There is a temptation, when confronted with formal limits, to assume they apply somewhere else — to larger systems, or less careful engineers.

They do not. They apply to any system that has crossed the threshold. And we are building a civilization on such systems.

Our global digital infrastructure is not merely complicated. It is a distributed network of interdependent, Turing-complete components that interpret one another's outputs, model their own state, and depend on shared representations — of time, identity, and authority — that cannot be fully verified from within the system.

Its aggregate failure modes are not merely difficult to enumerate. They are formally impossible to enumerate. Any consistent model the system constructs of itself is necessarily incomplete.

This is not a flaw to be eliminated. It is a structural condition.

The question is not whether our systems will encounter their limits. They already have. The question is whether we design for that encounter honestly, or pretend it is not happening.

Honest design begins with accepting what cannot be solved:

Prompt injection cannot be eliminated from systems whose power depends on interpreting instructions and content in the same language.
Timestamp overflows cannot be inventoried out of existence in systems whose components recursively reference one another's state.
Parsing ambiguities cannot be patched away from systems that must accept input languages they cannot fully define.
Digital twins cannot achieve causal equivalence with the systems they model.

In each case, the responsible path is the same: architectural containment, explicit trust hierarchies, graceful degradation, and human governance over the gaps no formal system can close for itself.

Perfection is not available. What is available is a practice: building systems that remain coherent under stress, fail in ways humans can understand, and do not pretend certainty where none exists.

9. Conclusion

We have demonstrated that the Gödel–Chaitin Modeling Boundary — the formal limit of self-description in sufficiently expressive systems — manifests consistently across digital twins, language-theoretic security, and large language model prompt injection.

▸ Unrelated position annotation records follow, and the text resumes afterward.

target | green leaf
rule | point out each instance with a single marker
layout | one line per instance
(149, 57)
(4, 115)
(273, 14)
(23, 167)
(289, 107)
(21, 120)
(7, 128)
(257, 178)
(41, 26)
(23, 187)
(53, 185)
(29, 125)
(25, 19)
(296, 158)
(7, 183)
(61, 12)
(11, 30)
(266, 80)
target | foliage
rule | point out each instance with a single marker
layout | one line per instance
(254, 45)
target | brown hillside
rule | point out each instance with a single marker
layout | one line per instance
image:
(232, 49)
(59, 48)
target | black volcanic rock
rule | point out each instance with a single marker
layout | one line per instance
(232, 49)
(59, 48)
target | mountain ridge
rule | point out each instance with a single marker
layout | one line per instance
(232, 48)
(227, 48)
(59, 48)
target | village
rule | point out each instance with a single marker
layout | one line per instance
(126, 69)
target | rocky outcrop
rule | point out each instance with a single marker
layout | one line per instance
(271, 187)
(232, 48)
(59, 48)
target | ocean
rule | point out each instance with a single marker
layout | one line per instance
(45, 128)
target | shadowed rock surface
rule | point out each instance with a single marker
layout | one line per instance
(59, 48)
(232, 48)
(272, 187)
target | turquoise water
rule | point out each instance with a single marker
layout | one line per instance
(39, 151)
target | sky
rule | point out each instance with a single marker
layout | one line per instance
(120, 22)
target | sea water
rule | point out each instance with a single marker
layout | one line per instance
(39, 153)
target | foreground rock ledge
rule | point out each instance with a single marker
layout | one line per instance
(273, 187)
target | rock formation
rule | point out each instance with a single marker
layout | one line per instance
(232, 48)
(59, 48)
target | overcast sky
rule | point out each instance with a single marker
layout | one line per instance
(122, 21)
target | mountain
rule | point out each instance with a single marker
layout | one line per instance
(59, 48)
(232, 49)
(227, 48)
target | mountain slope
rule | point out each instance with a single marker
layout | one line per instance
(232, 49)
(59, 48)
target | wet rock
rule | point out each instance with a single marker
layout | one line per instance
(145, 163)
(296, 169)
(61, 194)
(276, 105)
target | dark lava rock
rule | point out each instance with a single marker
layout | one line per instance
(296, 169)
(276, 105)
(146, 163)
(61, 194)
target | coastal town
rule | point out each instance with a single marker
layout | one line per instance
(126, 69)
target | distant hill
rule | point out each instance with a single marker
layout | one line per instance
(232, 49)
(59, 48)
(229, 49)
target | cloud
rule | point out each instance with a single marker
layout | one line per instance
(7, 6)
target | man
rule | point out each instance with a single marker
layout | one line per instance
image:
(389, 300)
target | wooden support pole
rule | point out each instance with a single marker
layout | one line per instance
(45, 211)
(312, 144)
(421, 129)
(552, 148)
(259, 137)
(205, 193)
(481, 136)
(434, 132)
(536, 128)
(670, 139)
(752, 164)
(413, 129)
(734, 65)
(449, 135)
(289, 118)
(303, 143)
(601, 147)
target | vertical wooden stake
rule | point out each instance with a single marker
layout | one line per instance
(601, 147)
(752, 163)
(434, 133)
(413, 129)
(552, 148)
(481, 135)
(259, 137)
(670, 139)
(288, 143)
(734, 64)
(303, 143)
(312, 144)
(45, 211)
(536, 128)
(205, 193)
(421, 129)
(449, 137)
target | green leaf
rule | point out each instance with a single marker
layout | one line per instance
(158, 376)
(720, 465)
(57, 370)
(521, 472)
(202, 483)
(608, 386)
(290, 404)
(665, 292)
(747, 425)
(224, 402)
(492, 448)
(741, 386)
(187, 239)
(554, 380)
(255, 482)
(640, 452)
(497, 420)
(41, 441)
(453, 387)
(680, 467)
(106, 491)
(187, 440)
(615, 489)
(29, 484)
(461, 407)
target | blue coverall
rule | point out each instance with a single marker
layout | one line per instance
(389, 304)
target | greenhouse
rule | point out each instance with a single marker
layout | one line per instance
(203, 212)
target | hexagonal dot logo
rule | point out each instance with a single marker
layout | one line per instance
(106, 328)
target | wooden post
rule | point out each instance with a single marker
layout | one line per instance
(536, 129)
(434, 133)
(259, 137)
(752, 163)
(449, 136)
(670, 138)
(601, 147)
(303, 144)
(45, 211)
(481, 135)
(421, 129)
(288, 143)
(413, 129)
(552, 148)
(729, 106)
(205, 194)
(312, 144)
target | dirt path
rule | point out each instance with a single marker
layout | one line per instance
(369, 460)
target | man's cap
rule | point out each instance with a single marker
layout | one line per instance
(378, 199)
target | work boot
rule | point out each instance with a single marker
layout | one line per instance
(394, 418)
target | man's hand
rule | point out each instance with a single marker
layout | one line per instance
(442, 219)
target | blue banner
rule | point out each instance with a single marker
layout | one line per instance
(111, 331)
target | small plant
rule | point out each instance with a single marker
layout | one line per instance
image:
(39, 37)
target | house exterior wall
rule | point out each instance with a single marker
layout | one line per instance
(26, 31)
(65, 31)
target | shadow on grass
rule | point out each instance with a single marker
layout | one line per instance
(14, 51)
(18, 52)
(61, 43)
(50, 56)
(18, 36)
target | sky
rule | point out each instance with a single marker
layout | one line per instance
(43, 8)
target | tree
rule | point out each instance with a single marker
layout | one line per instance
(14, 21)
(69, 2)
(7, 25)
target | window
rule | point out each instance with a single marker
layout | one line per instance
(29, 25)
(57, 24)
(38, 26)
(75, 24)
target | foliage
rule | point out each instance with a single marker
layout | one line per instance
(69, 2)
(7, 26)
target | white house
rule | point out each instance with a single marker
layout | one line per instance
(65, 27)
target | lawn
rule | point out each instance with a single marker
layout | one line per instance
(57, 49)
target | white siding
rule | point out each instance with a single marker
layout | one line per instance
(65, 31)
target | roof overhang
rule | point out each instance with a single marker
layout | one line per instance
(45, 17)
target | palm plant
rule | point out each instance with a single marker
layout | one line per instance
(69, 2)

The limits are not engineering failures awaiting better technology. They are mathematical constraints on what can be known, represented, or predicted about sufficiently complex systems.

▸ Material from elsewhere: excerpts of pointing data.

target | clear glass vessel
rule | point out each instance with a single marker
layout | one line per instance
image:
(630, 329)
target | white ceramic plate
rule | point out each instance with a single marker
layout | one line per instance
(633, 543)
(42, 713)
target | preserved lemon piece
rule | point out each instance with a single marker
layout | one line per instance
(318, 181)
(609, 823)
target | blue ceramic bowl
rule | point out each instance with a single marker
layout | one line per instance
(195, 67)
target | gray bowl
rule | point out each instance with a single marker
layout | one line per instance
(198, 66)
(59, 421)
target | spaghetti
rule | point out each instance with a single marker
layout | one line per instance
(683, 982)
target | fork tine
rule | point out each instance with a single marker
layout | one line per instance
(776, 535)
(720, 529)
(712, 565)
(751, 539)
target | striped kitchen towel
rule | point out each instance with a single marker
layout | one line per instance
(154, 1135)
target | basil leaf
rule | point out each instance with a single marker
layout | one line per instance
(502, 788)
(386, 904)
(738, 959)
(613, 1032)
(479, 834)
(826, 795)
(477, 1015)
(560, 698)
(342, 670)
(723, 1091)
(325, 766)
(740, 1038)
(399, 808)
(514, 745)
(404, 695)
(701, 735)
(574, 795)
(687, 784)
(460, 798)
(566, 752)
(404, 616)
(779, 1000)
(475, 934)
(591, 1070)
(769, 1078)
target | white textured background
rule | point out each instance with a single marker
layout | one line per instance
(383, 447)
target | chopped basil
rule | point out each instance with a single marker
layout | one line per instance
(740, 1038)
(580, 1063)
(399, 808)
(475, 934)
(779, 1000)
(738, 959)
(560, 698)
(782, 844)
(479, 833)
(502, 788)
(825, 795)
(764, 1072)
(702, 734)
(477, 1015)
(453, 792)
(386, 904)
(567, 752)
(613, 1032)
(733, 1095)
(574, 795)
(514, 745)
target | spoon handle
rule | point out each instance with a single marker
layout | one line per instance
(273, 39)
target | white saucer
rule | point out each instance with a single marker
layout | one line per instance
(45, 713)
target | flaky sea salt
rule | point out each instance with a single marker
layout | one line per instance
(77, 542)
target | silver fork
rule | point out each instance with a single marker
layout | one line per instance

Digital twins cannot achieve causal equivalence with systems above complexity threshold C.

Parsers and interpreters cannot eliminate ambiguity from input languages they cannot fully define from within.

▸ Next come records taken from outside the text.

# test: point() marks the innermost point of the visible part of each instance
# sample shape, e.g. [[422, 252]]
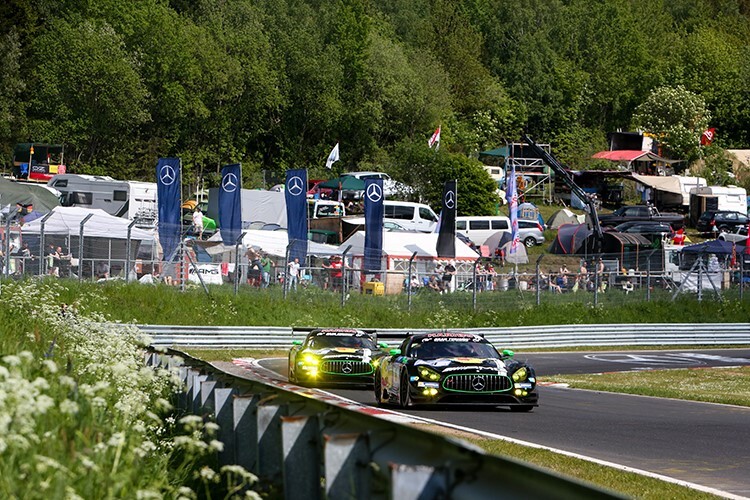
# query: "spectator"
[[266, 266], [198, 223], [293, 274], [449, 283]]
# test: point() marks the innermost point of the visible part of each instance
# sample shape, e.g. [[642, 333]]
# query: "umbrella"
[[344, 183]]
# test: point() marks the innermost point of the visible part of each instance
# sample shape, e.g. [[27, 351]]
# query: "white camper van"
[[129, 199]]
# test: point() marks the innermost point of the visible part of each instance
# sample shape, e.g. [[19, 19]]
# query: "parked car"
[[739, 235], [723, 220], [645, 227], [530, 232]]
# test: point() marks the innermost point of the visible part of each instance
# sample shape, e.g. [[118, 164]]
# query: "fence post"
[[42, 260], [344, 277], [80, 248], [408, 286], [127, 253], [538, 281], [237, 263]]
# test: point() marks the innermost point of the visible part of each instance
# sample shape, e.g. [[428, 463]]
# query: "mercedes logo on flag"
[[450, 199], [167, 175], [374, 193], [295, 186], [229, 183]]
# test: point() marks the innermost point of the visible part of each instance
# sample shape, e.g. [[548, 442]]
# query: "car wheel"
[[404, 398], [522, 408]]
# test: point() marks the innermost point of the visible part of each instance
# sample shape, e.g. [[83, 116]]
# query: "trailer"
[[132, 200]]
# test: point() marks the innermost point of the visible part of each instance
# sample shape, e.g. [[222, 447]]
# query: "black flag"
[[446, 245]]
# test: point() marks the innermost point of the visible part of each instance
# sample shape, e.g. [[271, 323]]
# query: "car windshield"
[[324, 341], [451, 349]]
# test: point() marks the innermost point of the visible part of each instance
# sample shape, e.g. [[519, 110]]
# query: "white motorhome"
[[732, 198], [132, 200]]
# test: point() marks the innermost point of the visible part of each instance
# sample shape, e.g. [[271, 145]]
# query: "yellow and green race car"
[[333, 356]]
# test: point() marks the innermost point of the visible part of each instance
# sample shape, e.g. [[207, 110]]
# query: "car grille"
[[344, 367], [477, 383]]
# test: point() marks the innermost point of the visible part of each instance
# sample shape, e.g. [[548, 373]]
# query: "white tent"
[[402, 244], [66, 221]]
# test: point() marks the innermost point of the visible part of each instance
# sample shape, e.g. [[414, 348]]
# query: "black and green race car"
[[345, 356], [452, 367]]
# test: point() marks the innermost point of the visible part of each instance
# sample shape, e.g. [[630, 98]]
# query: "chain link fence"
[[480, 283]]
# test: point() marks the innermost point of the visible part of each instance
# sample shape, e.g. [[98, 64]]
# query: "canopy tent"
[[571, 239], [718, 247], [564, 216], [66, 221], [37, 196]]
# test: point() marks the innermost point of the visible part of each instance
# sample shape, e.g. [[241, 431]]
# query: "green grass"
[[715, 385], [313, 307], [625, 483]]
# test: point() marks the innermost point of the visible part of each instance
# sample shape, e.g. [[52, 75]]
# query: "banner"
[[374, 213], [230, 204], [295, 192], [169, 199], [446, 244], [333, 156], [511, 195]]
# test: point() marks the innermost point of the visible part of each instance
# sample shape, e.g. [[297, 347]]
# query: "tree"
[[677, 117], [427, 170]]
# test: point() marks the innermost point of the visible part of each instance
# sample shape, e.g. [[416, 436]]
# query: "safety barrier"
[[314, 449], [548, 336]]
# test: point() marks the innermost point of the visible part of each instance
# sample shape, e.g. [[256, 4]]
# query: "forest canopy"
[[274, 84]]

Large language models cannot decide instruction boundaries without out-of-band authority, by reduction to Rice's theorem.

In each domain, the same conclusion follows: the responsible response is not to pretend the boundary does not exist, but to design for it — with architectural containment, trust boundaries, graceful failure, and human governance over the gaps.

There is no digital twin for causality.
There is no parser that eliminates all ambiguity.
There is no prompt injection filter that eliminates all injection.

There is only honest design: acknowledging the boundary, working within it, and building systems that fail gracefully when they encounter it.

References

Chaitin, G. J. (1966). On the length of programs for computing finite binary sequences. Journal of the ACM, 13(4), 547–569.
Gödel, K. (1931). Über formal unentscheidbare Sätze der Principia Mathematica und verwandter Systeme I. Monatshefte für Mathematik und Physik, 38, 173–198.
Kolmogorov, A. N. (1965). Three approaches to the quantitative definition of information. Problems of Information Transmission, 1(1), 1–7.
Lorenz, E. N. (1963). Deterministic nonperiodic flow. Journal of the Atmospheric Sciences, 20(2), 130–141.
Rice, H. G. (1953). Classes of recursively enumerable sets and their decision problems. Transactions of the American Mathematical Society, 74(2), 358–366.
Turing, A. M. (1936). On computable numbers, with an application to the Entscheidungsproblem. Proceedings of the London Mathematical Society, 2(42), 230–265.
Darley, T. (2025). On the undecidability of instruction boundaries in unified representation systems, or: Why prompt injection is not a bug. TLP:CLEAR working draft.